TRENTON, NJ – A female New Jersey State Trooper who ran in the Boston Marathon with the Massachusetts State Police marathon team says she did it to honor the memory of a female officer killed in the line of duty in March.
According to a statement today by the NJSP, “On April 18, Lieutenant Colonel Jeanne Hengemuhle laced up her sneakers and ran in the 126th Annual Boston Marathon. During this 26.2 mile race, she ran with the Massachusetts State Police Ironman Marathon Team in memory of Massachusetts State Trooper Tamar Bucci #4440, who was killed in the line of duty on March 4, 2022, while helping a disabled vehicle.”
LT. Col. Hengemuhle also gathered donations for the charity group “Cops For Kids with Cancer,” a charitable organization focused on raising funds to provide assistance to families of children fighting cancer, to improve their quality of life.

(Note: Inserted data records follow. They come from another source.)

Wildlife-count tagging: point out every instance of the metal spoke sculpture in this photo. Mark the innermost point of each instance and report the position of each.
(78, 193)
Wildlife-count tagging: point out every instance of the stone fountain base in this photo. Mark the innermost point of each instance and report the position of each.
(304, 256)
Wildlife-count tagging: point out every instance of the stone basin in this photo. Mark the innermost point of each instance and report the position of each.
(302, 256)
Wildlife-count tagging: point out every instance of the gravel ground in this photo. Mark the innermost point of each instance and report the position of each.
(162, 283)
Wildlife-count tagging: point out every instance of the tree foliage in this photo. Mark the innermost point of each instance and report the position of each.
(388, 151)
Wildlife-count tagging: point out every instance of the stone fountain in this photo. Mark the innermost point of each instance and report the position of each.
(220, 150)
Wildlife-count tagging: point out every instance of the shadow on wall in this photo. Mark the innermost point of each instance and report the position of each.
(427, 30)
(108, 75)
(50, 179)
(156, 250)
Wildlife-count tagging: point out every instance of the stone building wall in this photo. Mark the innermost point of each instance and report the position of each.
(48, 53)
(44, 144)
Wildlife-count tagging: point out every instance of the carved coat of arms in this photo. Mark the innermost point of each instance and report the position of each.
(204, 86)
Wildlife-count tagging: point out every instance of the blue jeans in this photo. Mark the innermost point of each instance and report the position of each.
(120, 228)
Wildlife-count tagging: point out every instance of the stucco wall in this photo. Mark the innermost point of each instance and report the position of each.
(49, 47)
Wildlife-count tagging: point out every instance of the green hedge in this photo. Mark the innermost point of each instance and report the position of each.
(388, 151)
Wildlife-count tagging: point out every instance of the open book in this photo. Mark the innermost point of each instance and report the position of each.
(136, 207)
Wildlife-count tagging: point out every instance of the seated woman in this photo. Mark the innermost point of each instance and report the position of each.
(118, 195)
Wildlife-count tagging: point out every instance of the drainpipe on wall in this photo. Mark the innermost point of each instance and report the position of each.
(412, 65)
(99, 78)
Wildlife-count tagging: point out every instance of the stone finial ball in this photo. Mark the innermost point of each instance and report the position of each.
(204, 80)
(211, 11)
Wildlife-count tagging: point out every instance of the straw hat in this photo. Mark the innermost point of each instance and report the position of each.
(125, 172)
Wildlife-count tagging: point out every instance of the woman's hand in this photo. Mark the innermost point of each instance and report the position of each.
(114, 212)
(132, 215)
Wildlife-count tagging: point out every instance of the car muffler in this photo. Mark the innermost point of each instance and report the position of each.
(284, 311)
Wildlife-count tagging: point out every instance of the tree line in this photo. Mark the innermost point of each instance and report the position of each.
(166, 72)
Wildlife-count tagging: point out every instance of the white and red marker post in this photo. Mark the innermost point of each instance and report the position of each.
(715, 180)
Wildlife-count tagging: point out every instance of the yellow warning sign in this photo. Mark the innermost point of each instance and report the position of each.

“While completing the Boston Marathon is an accomplishment to be proud of, this year’s race held significant importance for all women athletes. This year marks the 50th anniversary that females were first allowed to run in the Boston Marathon,” the agency said.
Two notable exceptions were Roberta Gibb and Kathrine Switzer. In 1966, Gibb entered the race by hiding in the bushes near the start until the race began. Switzer who, prior to the rule change, registered and ran the Boston Marathon under the name K. V. Switzer to hide her first name. She became the first woman to run on April 19, 1967 with an “official” bib number. Breaking the glass ceiling, these women paved the way for the marathon committee to accept women into the race and on April 18th 1972, eight women completed the event.
Though it was 50 years ago, we still salute these incredible women who both unofficially and officially crossed the finish line into history.